Largely through the efforts of the British East India Company and the Dutch East India Company, coffee became available in England no later than the 16th century.
By 1675, there were more than 3 000 coffeehouses throughout England.
In 1822 the French were the first to innovate a crude espresso machine. The Italians then perfected this machine and became the first to manufacture it.
The first webcam was invented at The University of Cambridge to let people know if the coffee pot was full or not.
Coffee beans are actually the pit of a berry, which makes them a fruit.
Coffee beans are graded in various ways. Examples? Kenyan coffees are graded as A, B and C. AA is the best coffee. In Costa Rica, coffees are graded as Strictly Hard Bean, Good Hard Bean, Hard Bean, Medium Hard Bean, High Grown Atlantic, Medium Grown Atlantic, and Low Grown Atlantic. Those coffee beans from Colombia are labelled as ‘Supremo’, ‘Excelso’, ‘Extra’ and the lowest grade, ‘Pasilla’.
Over half of the espresso consumed in the UK is drunk in the South East of the country.
Espresso is regulated by the Italian government because it is considered an essential part of their daily life.
In the ‘Cowboy Coffee’ legend, it was said that cowboys made their coffee by putting ground coffee into a clean sock and immersed it in water heated over a camp fire. When ready, they would pour the coffee into tin cups and drink it.
An ancient meme tells of King Solomon entering a town whose inhabitants were all ill. The angel Gabriel appeared and told him to brew up a pot of coffee and distribute it amongst the afflicted citizens who symptoms inexplicably disappeared.
At the treaty of Utrecht in 1713, Louis XIV acquired a Dutch coffee sapling, in exchange for some French lawn sod, that he took home and planted in his Orangery. Myth further says that the next Louis, the XV, personally tended the cuttings by harvesting, roasting and brewing coffee with his own hands for his courtiers.

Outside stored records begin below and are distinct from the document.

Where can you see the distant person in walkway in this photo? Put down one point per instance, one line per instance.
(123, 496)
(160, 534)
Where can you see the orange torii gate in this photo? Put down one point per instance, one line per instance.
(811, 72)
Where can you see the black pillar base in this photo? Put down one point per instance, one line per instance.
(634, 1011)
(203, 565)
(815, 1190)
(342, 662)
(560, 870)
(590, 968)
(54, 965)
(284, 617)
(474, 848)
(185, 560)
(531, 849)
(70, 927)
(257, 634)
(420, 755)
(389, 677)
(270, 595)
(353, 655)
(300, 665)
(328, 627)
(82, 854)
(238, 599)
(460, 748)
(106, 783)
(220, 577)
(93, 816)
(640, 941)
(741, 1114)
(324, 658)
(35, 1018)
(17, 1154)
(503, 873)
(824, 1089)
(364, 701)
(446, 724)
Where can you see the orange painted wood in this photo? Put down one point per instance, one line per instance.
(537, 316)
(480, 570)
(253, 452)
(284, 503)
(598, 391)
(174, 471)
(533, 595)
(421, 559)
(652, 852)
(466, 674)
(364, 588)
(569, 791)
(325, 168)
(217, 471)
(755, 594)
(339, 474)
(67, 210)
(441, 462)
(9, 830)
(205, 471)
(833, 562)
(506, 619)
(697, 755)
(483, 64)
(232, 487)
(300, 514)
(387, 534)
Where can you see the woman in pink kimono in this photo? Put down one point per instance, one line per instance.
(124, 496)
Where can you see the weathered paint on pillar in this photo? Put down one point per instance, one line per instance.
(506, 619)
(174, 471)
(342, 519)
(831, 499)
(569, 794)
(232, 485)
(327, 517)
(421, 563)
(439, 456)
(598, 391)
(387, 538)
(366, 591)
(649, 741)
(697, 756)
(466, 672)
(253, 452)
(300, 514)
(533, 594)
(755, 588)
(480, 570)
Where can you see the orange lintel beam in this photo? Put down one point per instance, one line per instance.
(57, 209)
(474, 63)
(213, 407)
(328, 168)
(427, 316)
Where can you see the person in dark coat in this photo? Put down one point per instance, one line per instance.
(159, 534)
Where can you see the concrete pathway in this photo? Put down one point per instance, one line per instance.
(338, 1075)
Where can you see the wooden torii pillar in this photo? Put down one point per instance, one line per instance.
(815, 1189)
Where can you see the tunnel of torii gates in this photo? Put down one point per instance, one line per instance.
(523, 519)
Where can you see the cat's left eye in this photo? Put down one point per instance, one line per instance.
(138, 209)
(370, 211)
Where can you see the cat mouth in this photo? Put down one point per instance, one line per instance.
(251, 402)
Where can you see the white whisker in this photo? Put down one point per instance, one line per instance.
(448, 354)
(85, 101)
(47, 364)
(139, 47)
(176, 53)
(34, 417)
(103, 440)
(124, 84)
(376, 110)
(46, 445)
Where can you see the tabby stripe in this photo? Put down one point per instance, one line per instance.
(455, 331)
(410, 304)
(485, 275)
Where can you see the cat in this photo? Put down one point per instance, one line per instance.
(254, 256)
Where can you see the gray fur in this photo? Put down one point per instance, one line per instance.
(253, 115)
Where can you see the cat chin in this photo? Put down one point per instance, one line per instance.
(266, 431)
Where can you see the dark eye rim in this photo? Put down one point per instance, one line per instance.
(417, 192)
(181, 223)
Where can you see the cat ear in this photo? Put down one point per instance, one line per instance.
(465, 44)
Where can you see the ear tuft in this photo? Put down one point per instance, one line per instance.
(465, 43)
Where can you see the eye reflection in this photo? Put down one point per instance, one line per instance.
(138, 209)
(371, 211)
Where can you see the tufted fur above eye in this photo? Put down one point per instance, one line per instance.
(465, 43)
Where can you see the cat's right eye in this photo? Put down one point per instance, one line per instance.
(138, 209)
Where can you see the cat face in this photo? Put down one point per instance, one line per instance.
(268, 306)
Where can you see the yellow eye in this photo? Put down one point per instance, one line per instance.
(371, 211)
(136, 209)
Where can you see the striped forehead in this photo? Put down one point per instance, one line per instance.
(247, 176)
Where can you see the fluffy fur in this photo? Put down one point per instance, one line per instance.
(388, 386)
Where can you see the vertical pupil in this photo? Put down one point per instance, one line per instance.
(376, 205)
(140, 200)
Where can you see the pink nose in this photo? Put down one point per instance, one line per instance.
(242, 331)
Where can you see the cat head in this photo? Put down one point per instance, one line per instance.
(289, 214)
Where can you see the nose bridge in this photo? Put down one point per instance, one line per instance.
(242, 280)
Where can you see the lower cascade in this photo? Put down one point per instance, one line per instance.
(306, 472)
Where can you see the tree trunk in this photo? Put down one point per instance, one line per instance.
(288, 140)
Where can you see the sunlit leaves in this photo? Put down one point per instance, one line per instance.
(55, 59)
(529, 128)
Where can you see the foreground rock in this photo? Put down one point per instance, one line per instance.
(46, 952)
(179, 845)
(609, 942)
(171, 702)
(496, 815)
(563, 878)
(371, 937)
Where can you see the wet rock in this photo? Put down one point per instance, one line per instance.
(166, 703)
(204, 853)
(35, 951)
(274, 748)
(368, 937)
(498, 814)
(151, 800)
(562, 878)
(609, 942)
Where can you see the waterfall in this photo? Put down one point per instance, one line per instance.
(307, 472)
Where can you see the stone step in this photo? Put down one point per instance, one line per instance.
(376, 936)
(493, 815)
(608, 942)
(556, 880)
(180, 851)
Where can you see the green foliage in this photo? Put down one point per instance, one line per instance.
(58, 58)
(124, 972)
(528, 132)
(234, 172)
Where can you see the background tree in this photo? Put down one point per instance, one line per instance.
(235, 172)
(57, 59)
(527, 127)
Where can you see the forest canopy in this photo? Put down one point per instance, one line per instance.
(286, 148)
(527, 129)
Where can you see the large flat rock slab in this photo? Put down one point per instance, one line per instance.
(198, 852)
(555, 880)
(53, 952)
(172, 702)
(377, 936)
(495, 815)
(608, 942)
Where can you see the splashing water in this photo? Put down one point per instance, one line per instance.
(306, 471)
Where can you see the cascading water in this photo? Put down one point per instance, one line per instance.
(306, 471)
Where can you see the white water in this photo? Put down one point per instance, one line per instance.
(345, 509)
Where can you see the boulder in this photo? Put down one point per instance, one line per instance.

A Brazilian diplomat, Francisco de Mello Palheta, was to mediate a border issue between French and Dutch Guiana. Myth says Poncho tried to obtain some seeds from the French governor but his request denied so, using another tack, he had an affair with the governor’s wife who placed some of the forbidden cherries and cuttings in a farewell bouquet she gave her lover. Upon his return, myth tells us that Poncho started the Brazilian coffee industry but in reality, Jose Mariano da Conceicao Veloso planted coffee in 1774 using seeds, obtained from a Dutch trader named Hauptman, in the garden of St Anthony’s monastery built in 1608 in what is now Brasília the modern capital.